The Woodfield Art Curriculum
To develop children’s enjoyment and appreciation of the visual arts, whilst fostering creativity and making cultural links.
We recognise that Art and Design stimulates creativity and imagination. It should enable all children to communicate what they see, feel and think through the use of the art disciplines including drawing, sculpting and painting. We encourage children to explore ideas and meanings through the work of a range of artists, craft makers and designers. Our art learning is always cross-curricular with other areas of the curriculum.
Art Long Term Plan
Range of Artists
End of Key Stage One Expectations
By the end of Key Stage 1, as artists, children will be able to:
- Speak keenly about art and articulate how it makes them feel
- Experience and identify a range of media in a creative way to design their own artwork
- Develop their own use of line, colour, tone, shape, shape, texture, form and pattern.
- Respond to art, explaining likes, dislikes and describing the effects which have been used.
- Have knowledge of at least three artists
Our sequences of lessons offer progression in the art disciplines (including drawing, sculpting and painting every year) and progression in the visual elements (colour, pattern, texture, line, shape, form and space.)
It equips the children with the knowledge and skills to experiment, invent and create their own works of art, craft and design and, as the children progress, they should be able to think critically and develop a more rigorous understanding of art and design.
The art curriculum at Woodfield has been designed to ensure it links closely to the National Curriculum.

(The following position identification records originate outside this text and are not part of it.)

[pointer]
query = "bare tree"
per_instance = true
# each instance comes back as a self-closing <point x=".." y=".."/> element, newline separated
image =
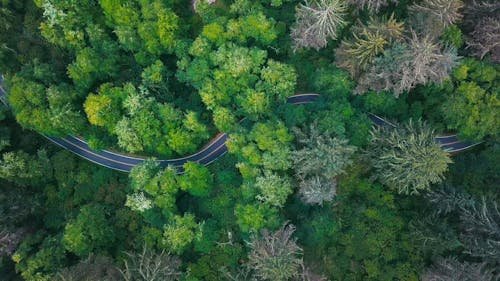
<point x="316" y="190"/>
<point x="150" y="266"/>
<point x="316" y="22"/>
<point x="374" y="6"/>
<point x="447" y="12"/>
<point x="91" y="269"/>
<point x="322" y="154"/>
<point x="450" y="269"/>
<point x="275" y="256"/>
<point x="404" y="66"/>
<point x="485" y="39"/>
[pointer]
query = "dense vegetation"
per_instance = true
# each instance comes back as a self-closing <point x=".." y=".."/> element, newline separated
<point x="307" y="192"/>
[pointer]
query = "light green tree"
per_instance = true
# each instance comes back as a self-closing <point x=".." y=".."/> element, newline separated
<point x="275" y="256"/>
<point x="407" y="158"/>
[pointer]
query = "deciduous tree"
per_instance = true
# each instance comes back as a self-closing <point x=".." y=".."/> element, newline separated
<point x="316" y="22"/>
<point x="275" y="256"/>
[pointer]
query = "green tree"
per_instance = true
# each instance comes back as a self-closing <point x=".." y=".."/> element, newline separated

Our long term plan, the progression in the art disciplines document and progression in the visual elements document guides the teachers in planning appropriate, sequential learning experiences for the children. The long term plan ensures that all aspects of the art curriculum are experienced and also revisited to build upon previous learning.
A progression in the visual element vocabulary document has been created with all teaching staff. This is to ensure that children know and remember a range of words for each visual element (e.g. colour/ texture etc.) This runs from EYFS – Year 2.
Knowledge organisers detail what knowledge the children should bring with then to the unit of work, what the children will learn in a unit of work and what they will go onto learn next. As well as detailing key vocabulary, knowledge and skills.
Progression in Art
Knowledge Organiser examples
In EYFS there is continuous provision of art and design opportunities: these activities make important contributions to children’s development in the areas of Expressive Arts and Design, Physical Development and Communication and Language. They are also important in children’s Personal, Social and Emotional development.
In Key Stage 1, children’s’ learning is recorded in sketchbooks. These tell the story of the artistic journey the children have taken throughout their projects:
- The starting theme
- Learning from and reflecting on artists
- Practising and developing skills
- Mind maps/ moodboards/ designs for their final piece (including drawings)
- The final piece
They will include a mixture of writing, practical work and photos (or Seesaw links).
All children should have opportunities to reflect and evaluate on their learning. This can be done orally or in written form. They should have opportunities to respond to their own, peers, and artists work in a progressive manner (this is detailed in the progression in art disciplines document). They should be using visual element vocabulary (e.g. colour, pattern, texture etc.)
Throughout all of the art curriculum, children are encouraged to use their ‘Learning Powers’. For example, children are expected to be reflective and review their work, thinking about how they can make changes and keep improving. Children are also encouraged to be curious, asking questions and show resilience if something becomes difficult. Art is a great way of encouraging the children to review their work and that of peers whilst also being kind to themselves and others.
Inclusivity in art
Effective quality first teaching is the key to enabling all children to participate and develop their artistic knowledge and skills. Curriculum adaptations within lessons can often be a vital component to ensure that a balance of support and challenge is achieved by all learners.
Curriculum adaptations may include (but are not limited to):
- Use of vocabulary
- Use of a scribe
- Different media - maybe thick pen for some with limited motor skills
- Change of media
- Extension tasks
- Change of scale
- Peer support
- Use of pencil grips
It is important for us to recognise that a pupil having SEND does not mean they can’t succeed in art. Art is accessible to all children. We scaffold, model, and encourage all children to show off their creativity and celebrate their individual successes.
Within art and design, we strive to create a supportive and collaborative ethos for learning by providing creative and engaging learning opportunities. Our art and design curriculum is high quality, well thought out and is planned to demonstrate progression. We focus on progression of art disciplines and visual elements, and discreet vocabulary progression also form part of the units of work.
We measure the impact of our curriculum through the following methods:
- Summative assessment of children’s discussions about their learning.
- Images and videos of the children’s practical learning, including those on Seesaw
- Asking the children about their learning (pupil voice).
- Moderation staff meetings allows us for the sequence of learning to be looked at in sketch books or floor books and provides an opportunity for dialogue between teachers.
- Annual reporting of standards across the curriculum.
- Assessment of sketch books and floor books.
The impact of the art curriculum is monitored by the Senior Leadership Team including subject leaders and link governors.